Meg Prosser works at Know The Origin, a Fairtrade and organic fashion brand, working to set a new standard of transparency in the fashion industry.
Palm oil has been ‘back-doored’ into the global supply chain over the last 20 years as the world’s vegetable oil of choice because it is cheap, easy to use in the manufacturing process, and is very high yielding. It can now be found in 50% of supermarket products, from biscuits and ice cream to shampoo and lipstick. Global demand is set to double by 2050.
The problem is that palm oil is grown almost exclusively in tropical rainforest areas, 85% of it in Malaysia and Indonesia. Tropical rainforests are the ‘crown jewels’ of our planet – despite covering only 2% of the earth’s surface, they contain an estimated 50% of all our biodiversity.
To make way for these vast palm tree plantations rainforest needs to be cleared – chopped down or simply burnt, incinerating everything along with it. This also releases enormous amounts of stored carbon into the atmosphere (which is the reason why Indonesia regularly features as one of the world’s worst carbon emitters). Animals such as the Orangutan, our closest cousins in the animal kingdom, are now critically endangered and could soon become extinct in the wild.

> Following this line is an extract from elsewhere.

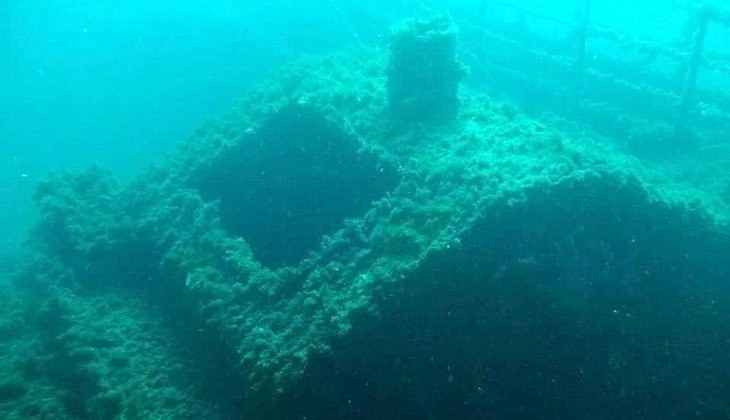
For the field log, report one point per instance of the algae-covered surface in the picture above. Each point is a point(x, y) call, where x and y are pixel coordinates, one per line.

We took the decision to remove palm oil from our products in order to raise public awareness of the environmental damage that is being caused by the destruction of the planet’s precious tropical rainforests. We also wished to give consumers who share our concern the choice of not buying food that contains palm oil. However, we have always emphasised that we are opposed to deforestation, not to palm oil itself, and we have never called for a wider boycott or ban.
We had previously insisted on the use of certified, segregated palm oil in our own label foods, but became increasingly concerned that this was not stopping illegal deforestation. We began removing it from our foods in 2016, and after our MD Richard Walker visited Indonesian Borneo to see the situation at first hand in 2017, we decided to take more radical action. In April we announced we would stop manufacturing products containing palm oil as an ingredient under the Iceland own label by the end of 2018.
This was a bold decision designed to draw public attention to tropical deforestation and the threat to wildlife habitats and local people caused by palm oil plantations, at a critical time when the Round Table on Sustainable Palm Oil (RSPO) was consulting on its future principles, and Greenpeace was campaigning for major brands to keep their 2020 commitments to zero deforestation.
We have reformulated over 130 regular products and launched over 300 new lines, including summer and Christmas seasonal products, that exclude palm oil as an ingredient: around 450 products in total. No Iceland own label products containing palm oil as an ingredient have been manufactured since the end of last year.
Instead of palm oil we have used sunflower oil, rapeseed oil, and small amounts of butter and lard in products where they would be used traditionally (like pie crust).
This has been a difficult and expensive process as it is not simply a case of substituting ingredients but often involved completely changing production methods and installing new equipment. No costs have been passed on to the consumer.
Our campaign launch attracted national and international attention, but gained significant support in November 2018, when we hoped to use a Greenpeace film, Rang Tan, as our Christmas TV advertisement. The outcome of the advert not being approved for TV broadcast, and ultimately going viral on social media, undoubtedly served to raise awareness of the issues surrounding palm oil. The advert was viewed over 70 million times and a petition to overturn the ban, started by a member of the public, attracted over a million signatures. Feedback from the media and the public was overwhelming.
Hillary Berg is head of sustainability and CSR at Iceland.